La esperanza abierta en Grecia para los más afectados por la crisis actual en Europa se ha construido por una causa concreta cuyo origen parte de una decisión económica: la imposición del euro en enero de 2002 como moneda oficial de la eurozona. Bajo este paraguas unificador, el norte compró el servilismo del sur. Esta decisión, producto unilateral del capitalismo facineroso, ha sido la causante principal del deterioro político actual en la vieja Europa y es, seguramente, la que está condicionando la aparición de un nuevo modelo de discurso político, de momento dentro del sistema, que quiere cimentar una forma diferente de manejar los problemas a los que la sociedad actual se enfrenta.
Bajo esta premisa, hoy sabemos que la imposición del euro ha despojado a los ciudadanos de cualquier decisión sobre su propio destino económico. Cuántas veces, embaucados por un juego democrático que se ha demostrado falso, los votantes de diferentes países han echado a quienes buscaban la reelección y el continuismo bajo el aceptado turnismo político, encontrándose con que los nuevos gobiernos elegidos continuaron decidiendo por el mismo rumbo autoritario que se dicta desde la troika.
No cabe duda de que la tarea más importante para cambiar la estructura política dominante es la de alterar la tela de araña en la que nos encontramos atrapados económicamente. Pero aquí asalta una duda. ¿Qué ha sucedido para que los mandarines, las figuras claves de la cultura europea de los años 60 del siglo pasado, y sus ideas, se fueran haciendo cada vez más conservadoras, hasta hacerse institucionales? ¿Va a pasar lo mismo o vamos a superar los miedos, exigiendo un nuevo rumbo decidiendo quién no nos va a gobernar? ¿Los mercados nos van a dejar decidir?

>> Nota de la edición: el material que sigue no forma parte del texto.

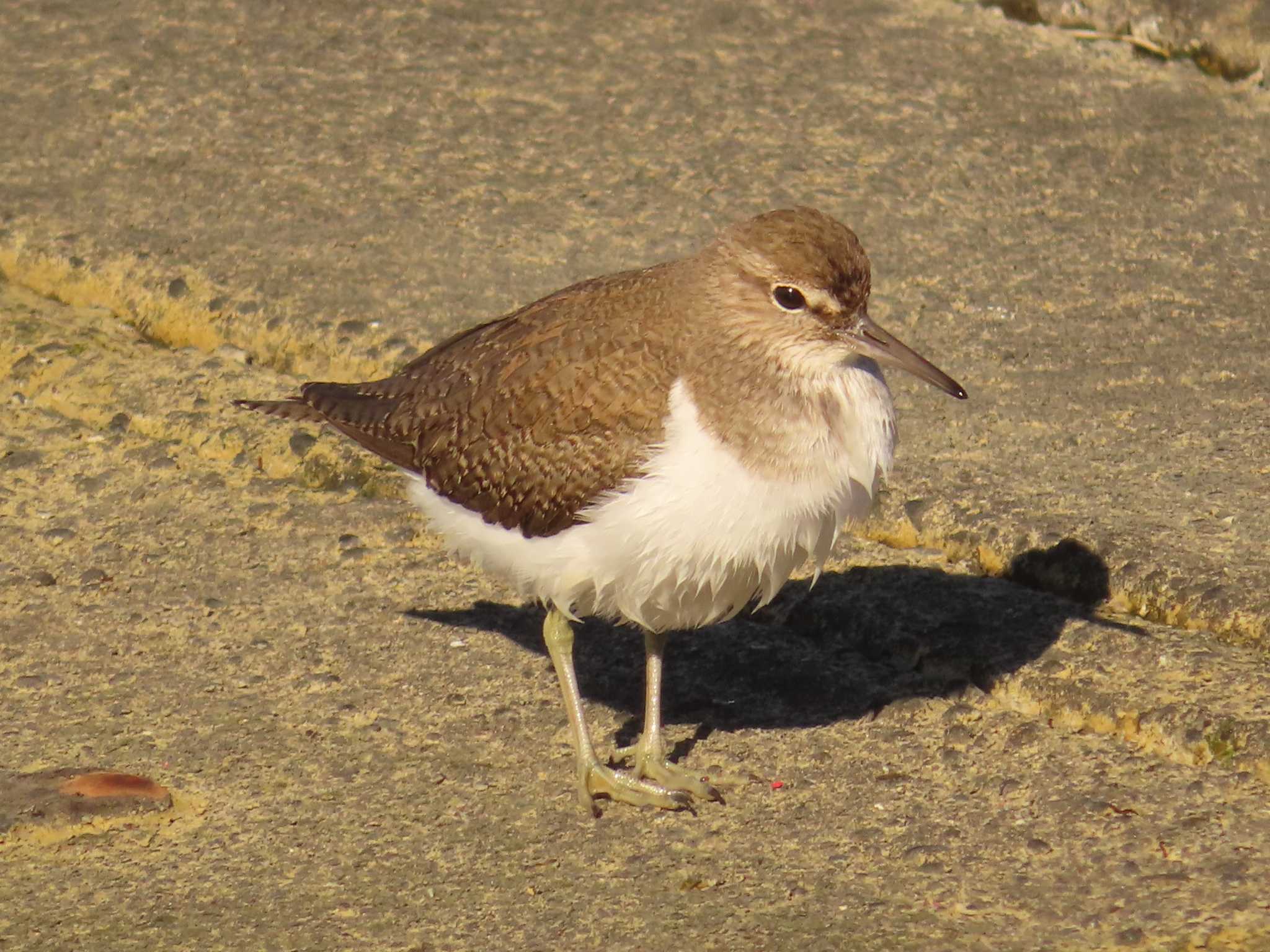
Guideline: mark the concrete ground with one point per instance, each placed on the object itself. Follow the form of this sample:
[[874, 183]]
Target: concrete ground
[[1026, 706]]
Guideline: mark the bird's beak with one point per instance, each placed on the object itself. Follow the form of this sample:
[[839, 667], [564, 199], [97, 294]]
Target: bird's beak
[[887, 350]]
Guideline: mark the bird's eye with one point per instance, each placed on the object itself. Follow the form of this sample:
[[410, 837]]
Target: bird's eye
[[789, 299]]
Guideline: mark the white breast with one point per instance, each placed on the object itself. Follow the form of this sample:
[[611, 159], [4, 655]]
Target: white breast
[[698, 536]]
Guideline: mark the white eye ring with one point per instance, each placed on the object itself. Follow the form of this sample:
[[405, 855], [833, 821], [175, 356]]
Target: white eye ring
[[789, 298]]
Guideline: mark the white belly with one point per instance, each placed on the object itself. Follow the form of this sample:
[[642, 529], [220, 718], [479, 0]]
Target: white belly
[[699, 536]]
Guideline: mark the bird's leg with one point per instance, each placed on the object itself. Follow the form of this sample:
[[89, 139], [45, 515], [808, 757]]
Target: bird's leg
[[649, 752], [595, 777]]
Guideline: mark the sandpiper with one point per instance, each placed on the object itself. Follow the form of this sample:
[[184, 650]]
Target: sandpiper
[[660, 447]]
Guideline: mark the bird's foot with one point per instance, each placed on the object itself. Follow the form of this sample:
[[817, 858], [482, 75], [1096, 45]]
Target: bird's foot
[[649, 762], [625, 787]]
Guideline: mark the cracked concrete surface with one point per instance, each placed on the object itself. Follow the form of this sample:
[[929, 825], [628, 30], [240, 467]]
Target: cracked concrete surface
[[1024, 708]]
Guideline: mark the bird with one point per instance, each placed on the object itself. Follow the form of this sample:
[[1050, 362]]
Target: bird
[[658, 447]]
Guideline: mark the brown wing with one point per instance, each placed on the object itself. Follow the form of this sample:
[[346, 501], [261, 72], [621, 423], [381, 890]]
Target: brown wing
[[526, 419]]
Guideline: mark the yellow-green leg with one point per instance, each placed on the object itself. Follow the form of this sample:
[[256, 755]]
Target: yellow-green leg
[[593, 777], [649, 752]]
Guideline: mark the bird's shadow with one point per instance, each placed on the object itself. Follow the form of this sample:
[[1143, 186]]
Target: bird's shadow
[[858, 641]]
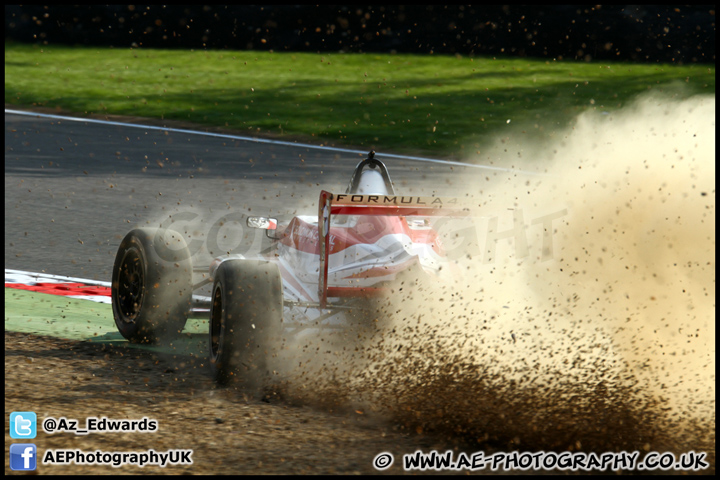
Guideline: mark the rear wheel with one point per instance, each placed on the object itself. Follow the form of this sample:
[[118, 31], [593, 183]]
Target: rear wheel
[[151, 285], [245, 317]]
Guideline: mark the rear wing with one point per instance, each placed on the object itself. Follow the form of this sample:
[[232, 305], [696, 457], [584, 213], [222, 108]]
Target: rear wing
[[378, 205]]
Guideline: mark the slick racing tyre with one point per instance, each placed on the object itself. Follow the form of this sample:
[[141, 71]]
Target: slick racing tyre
[[245, 317], [151, 285]]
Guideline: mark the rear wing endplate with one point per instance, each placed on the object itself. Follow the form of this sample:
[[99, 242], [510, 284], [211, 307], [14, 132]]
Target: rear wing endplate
[[378, 205]]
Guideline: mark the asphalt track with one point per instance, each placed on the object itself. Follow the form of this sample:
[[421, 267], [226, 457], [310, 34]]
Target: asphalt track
[[74, 187]]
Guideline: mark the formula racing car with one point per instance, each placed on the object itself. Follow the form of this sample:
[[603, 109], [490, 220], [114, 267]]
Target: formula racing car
[[316, 271]]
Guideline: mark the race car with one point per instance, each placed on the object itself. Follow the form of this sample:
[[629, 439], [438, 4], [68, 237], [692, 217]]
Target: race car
[[316, 274]]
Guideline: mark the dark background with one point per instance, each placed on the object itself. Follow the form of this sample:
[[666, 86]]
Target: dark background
[[641, 33]]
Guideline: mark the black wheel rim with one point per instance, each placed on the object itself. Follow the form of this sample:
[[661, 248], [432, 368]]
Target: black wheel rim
[[131, 281], [216, 323]]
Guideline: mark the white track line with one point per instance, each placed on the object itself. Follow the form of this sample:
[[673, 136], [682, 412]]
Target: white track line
[[263, 140]]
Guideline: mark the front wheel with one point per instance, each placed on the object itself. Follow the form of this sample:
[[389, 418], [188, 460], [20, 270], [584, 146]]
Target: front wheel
[[151, 285], [245, 317]]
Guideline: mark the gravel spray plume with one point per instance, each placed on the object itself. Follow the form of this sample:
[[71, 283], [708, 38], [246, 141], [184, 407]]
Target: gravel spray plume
[[585, 320]]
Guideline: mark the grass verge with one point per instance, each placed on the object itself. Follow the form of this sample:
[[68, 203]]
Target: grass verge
[[442, 106]]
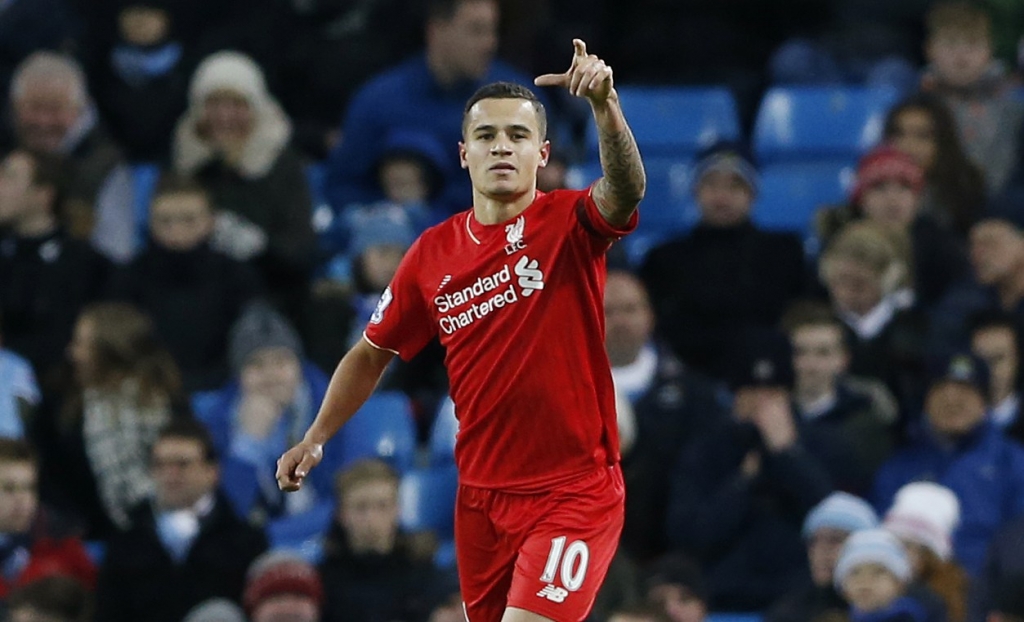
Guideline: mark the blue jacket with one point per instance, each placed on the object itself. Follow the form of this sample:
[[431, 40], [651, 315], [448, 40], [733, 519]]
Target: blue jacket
[[985, 470], [406, 97], [241, 479]]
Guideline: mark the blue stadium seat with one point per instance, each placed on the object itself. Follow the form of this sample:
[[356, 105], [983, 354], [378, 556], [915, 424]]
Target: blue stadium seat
[[426, 500], [675, 121], [792, 193], [382, 428], [807, 122], [442, 431]]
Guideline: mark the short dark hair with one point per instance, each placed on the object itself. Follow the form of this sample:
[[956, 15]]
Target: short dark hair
[[508, 90], [55, 595], [189, 429], [171, 182], [16, 450]]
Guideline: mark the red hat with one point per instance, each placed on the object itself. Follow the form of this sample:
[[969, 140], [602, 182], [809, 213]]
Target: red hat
[[884, 163], [281, 573]]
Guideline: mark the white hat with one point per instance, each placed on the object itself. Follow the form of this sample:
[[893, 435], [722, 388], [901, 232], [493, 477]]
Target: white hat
[[926, 513]]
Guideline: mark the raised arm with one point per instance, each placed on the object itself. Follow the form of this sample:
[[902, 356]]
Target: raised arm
[[622, 188], [351, 384]]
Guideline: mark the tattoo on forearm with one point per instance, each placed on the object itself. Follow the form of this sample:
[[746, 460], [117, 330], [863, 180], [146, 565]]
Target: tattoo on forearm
[[624, 175]]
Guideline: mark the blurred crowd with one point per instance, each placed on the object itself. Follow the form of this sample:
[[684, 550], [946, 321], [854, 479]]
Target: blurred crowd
[[201, 203]]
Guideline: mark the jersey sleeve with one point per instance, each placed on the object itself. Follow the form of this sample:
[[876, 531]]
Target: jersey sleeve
[[592, 220], [401, 322]]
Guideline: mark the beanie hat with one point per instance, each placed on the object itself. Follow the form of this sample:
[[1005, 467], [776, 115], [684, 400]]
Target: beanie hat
[[842, 511], [729, 157], [215, 610], [925, 513], [228, 71], [884, 163], [281, 572], [872, 546], [260, 327]]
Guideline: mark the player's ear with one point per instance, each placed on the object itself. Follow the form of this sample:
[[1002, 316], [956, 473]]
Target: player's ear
[[545, 153]]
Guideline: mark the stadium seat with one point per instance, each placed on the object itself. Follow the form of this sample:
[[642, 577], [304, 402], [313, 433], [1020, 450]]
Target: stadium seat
[[426, 500], [675, 121], [382, 428], [442, 431], [792, 193], [801, 123]]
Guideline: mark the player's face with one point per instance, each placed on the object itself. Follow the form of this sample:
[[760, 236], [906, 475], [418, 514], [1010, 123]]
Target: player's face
[[503, 148]]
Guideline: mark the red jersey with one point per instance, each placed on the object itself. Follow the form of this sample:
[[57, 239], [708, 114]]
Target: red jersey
[[519, 307]]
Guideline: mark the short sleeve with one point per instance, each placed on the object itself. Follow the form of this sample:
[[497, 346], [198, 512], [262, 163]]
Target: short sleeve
[[592, 220], [401, 323]]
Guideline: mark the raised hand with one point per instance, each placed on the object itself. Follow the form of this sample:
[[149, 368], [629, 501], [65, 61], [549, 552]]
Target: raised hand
[[296, 463], [587, 77]]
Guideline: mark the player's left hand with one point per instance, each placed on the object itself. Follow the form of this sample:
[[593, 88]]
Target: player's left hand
[[587, 77]]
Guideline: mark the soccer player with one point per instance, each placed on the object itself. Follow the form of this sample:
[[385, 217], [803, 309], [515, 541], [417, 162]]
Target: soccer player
[[514, 288]]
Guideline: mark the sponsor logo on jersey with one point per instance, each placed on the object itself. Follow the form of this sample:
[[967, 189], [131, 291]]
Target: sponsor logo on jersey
[[513, 235], [487, 294], [555, 594], [382, 305]]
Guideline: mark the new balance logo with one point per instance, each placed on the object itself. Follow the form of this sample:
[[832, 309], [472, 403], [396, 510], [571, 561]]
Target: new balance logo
[[529, 277], [555, 594]]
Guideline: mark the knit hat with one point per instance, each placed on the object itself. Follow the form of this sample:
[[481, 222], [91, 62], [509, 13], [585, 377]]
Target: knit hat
[[872, 546], [215, 610], [383, 224], [228, 71], [926, 513], [884, 163], [281, 572], [728, 157], [260, 327], [842, 511], [963, 367]]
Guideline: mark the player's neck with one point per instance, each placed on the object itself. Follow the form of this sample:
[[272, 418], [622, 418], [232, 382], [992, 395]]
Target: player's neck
[[488, 210]]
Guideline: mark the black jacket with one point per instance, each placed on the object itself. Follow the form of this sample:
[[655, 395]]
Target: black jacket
[[138, 580]]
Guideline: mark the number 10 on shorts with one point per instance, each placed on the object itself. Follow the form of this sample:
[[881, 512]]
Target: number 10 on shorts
[[573, 563]]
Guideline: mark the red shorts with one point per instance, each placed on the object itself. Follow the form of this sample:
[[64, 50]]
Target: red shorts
[[545, 552]]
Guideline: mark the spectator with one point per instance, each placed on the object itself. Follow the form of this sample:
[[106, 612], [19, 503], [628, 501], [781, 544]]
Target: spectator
[[55, 598], [675, 586], [726, 274], [18, 392], [122, 387], [193, 292], [645, 613], [672, 406], [185, 544], [283, 587], [924, 128], [426, 93], [371, 570], [1004, 568], [235, 139], [45, 276], [889, 192], [994, 339], [825, 530], [924, 516], [864, 270], [848, 421], [976, 88], [141, 76], [958, 448], [53, 114], [32, 545], [273, 395], [872, 574], [740, 490]]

Pero, cuidado. Estas nuevas formaciones políticas no han surgido de la nada. No. El resultado de las elecciones griegas es el resultado de muchos años de lucha gestionado por los movimientos antiglobalización, partidos políticos con mínima representación que han luchado perpetuamente por los derechos sociales de todos, sindicatos antiamarillistas que han bregado por la defensa de los derechos laborales y grupos de interés desinteresados que han redistribuido, solidariamente, su tiempo y sus donaciones. Que no se desprecie esa lucha, porque sin ella no existiría la más mínima posibilidad de luchar contra el imperio de la necesidad al que nos han sometido y quieren seguir sometiéndonos.
Se abre un nuevo capítulo en la historia europea, por eso hay que evitar a los agoreros que promueven más conservadurismo que transformaciones. Ahora, lo que se necesita son reformas estructurales políticas en la eurozona que acaben con la austeridad, de inmediato. Si se actúa dentro de este sistema, tal y como parece que soplan estos vientos, es necesaria una negociación que haga sostenible y viable una vida digna para todos, en todos los sentidos. Es justo devolver a los individuos la dignidad como ciudadanos. Ha llegado el momento de comprender que la suspensión del pago de las deudas puede constituir una elección justificada y de justicia, le guste o no a la troika. Si esto no ocurre, habrá que volver a las conclusiones a las que llegó Marx cuando se refería a que la libertad y la pobreza son incompatibles, confirmando que la pobreza también puede constituir una fuerza política de primer orden, sin aceptar las reglas del falso juego democrático al que nos tienen sometidos.
De una u otra manera, los partidos dominantes en los países en los que se van a celebrar elecciones próximamente harían bien en poner a remojar sus barbas, porque las del vecino ya están cortadas, y sus rostros ya son reconocibles, bajo el imperio de la necesidad impuesto.